Андрей попросил пояснить эти странности и был просто поражен неожиданной мудростью оборотницы, а точнее ее шефини:
— Шеф, я не сама придумывала. Мне пришло откровение когда я решила ставить алтарь и попросила в молитве разрешение у наипушистейшей. Она была так великодушна, что даже объяснила мне, почему все именно так. Я не буду служить у алтаря. А на его красоту многие произнесут краткую молитву и бросят монетку. Все это на пользу нам. А копилка переполнится и деньги или украдут или они перестанут вмещаться. Наказывать воров моей богине незачем. Это же просто несчастные, которые воруют медь от безысходности. От наказания богине ничего не приходит, кроме радости от справедливости. Но богиня добра. И радости не испытает. Значит, пусть заберут те, кому надо. Кому сильно не надо постесняются брать. И даже побоятся. Потому что непонятно. Раз в день, это чтобы не дежурили у копилки. А последняя монета, это обязательный запрет. Каждый кто берет, но оставляет последнюю, знает, что он выполнил правила. Еще мне следует рассказать об этом местным мальчишкам и в бедных кварталах. Не все умеют читать и не все полезут под крышку. А взяв оттуда, они наверняка и помолятся доброй богине. И порекомендуют алтарь богомольцам, надеясь, что те подбросят монеток.

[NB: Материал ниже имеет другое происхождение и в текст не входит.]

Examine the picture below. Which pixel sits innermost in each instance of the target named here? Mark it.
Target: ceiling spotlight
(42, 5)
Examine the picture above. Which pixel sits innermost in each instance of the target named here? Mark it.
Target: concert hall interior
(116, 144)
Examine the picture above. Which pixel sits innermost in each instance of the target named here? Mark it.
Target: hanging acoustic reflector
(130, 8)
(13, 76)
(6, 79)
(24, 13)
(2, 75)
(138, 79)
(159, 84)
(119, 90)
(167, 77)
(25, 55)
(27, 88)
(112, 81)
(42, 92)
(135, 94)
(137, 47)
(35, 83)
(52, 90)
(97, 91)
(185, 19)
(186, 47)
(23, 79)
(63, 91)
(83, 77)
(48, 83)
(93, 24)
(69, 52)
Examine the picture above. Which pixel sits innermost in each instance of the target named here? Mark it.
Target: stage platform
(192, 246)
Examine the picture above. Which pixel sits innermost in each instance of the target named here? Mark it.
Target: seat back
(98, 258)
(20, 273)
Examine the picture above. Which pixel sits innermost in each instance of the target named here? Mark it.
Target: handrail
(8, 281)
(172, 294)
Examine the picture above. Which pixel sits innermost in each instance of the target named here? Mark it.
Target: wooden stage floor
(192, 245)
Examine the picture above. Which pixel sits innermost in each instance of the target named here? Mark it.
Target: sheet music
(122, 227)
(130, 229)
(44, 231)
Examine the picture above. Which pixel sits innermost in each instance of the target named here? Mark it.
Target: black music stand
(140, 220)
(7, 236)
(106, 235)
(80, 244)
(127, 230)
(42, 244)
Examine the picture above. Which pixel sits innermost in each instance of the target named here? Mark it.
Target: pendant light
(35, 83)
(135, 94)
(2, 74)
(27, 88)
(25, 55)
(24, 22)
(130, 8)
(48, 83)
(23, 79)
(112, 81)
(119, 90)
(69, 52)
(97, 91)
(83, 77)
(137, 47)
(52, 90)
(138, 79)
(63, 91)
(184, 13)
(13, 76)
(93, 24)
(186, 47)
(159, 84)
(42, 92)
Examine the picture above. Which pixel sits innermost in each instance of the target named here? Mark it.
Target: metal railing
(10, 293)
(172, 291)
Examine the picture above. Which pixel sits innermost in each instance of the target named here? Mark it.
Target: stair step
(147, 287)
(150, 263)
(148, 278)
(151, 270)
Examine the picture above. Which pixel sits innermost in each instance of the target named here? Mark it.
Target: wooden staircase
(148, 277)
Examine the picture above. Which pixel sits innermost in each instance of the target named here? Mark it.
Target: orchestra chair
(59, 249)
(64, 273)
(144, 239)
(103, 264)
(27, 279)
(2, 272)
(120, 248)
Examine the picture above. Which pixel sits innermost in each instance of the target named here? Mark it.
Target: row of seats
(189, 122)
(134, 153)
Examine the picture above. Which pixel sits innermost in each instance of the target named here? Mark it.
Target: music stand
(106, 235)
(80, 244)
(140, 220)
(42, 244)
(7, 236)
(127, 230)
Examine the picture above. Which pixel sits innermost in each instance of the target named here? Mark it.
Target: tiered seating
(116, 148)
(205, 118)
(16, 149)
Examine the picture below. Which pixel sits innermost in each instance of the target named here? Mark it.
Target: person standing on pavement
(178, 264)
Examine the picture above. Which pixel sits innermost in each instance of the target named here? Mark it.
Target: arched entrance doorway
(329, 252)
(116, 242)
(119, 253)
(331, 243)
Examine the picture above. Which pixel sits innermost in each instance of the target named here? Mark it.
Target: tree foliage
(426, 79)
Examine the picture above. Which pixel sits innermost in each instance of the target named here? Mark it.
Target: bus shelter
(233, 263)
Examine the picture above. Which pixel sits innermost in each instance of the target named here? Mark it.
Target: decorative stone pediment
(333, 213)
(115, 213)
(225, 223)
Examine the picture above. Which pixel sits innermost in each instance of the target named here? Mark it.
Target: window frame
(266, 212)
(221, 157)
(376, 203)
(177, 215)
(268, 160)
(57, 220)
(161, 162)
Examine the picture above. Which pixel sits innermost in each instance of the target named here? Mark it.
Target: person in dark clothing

— Знаешь, я поражен мудростью и житейским опытом ее пушистости, — велеречиво произнес человек, — но я сомневаюсь, что стоит многим рассказывать о дарении. Ну представь, скажешь ты сотне бедных разумных. Те придут разом. Ничего не найдут. Толпа роющихся в копилке вызовет интерес стражи. Еще и по шеям получат. Пока стражники еще разберутся… И выйдет одно недовольство. Богине это надо? Так что, я думаю, тебе надо сказать это всего нескольким беспризорникам. По одному каждой расы. Или по двое. Дальше уже само пойдет. А если кто сам узнал от другого бродяги или подсмотрел, то уже не обидится найдя там одну, последнюю монетку. Будет просто надеяться и молится иногда. А вот если ты, как жрица, пригласишь и выйдет облом, это уже смертная обида.
Чая задумалась и бросилась молиться богине. Но нифига… Ответа не получила. Но уже утром довольная мелкая жрица улыбалась человеку:
— Я могу сама достучаться до богини только во сне… Или около алтаря. Но его сначала освятить надо. Сегодня Ее Пушистость сказала, что ты очень мудрый человек. И очень хороший. Правда, она очень удивилась, что она не смогла почувствовать тебя, хотя ты был рядом со мной. Она сказала, что ты аватар какого-то бога. И выразила желание познакомиться с тобой когда ты вернешься на небеса! Ее Пушистость официально приглашает тебя в гости, о Великий! А это много значит. Она потребовала от меня не пытаться узнать твое настоящее имя. Так как уважает твое желание анонимности. Просто просила тебя запомнить пароль: «Чая из Чашо».
— Твою пушистую мать, — только и сказал Андрей под громовой хохот Мигуэнци в его многострадальное ухо.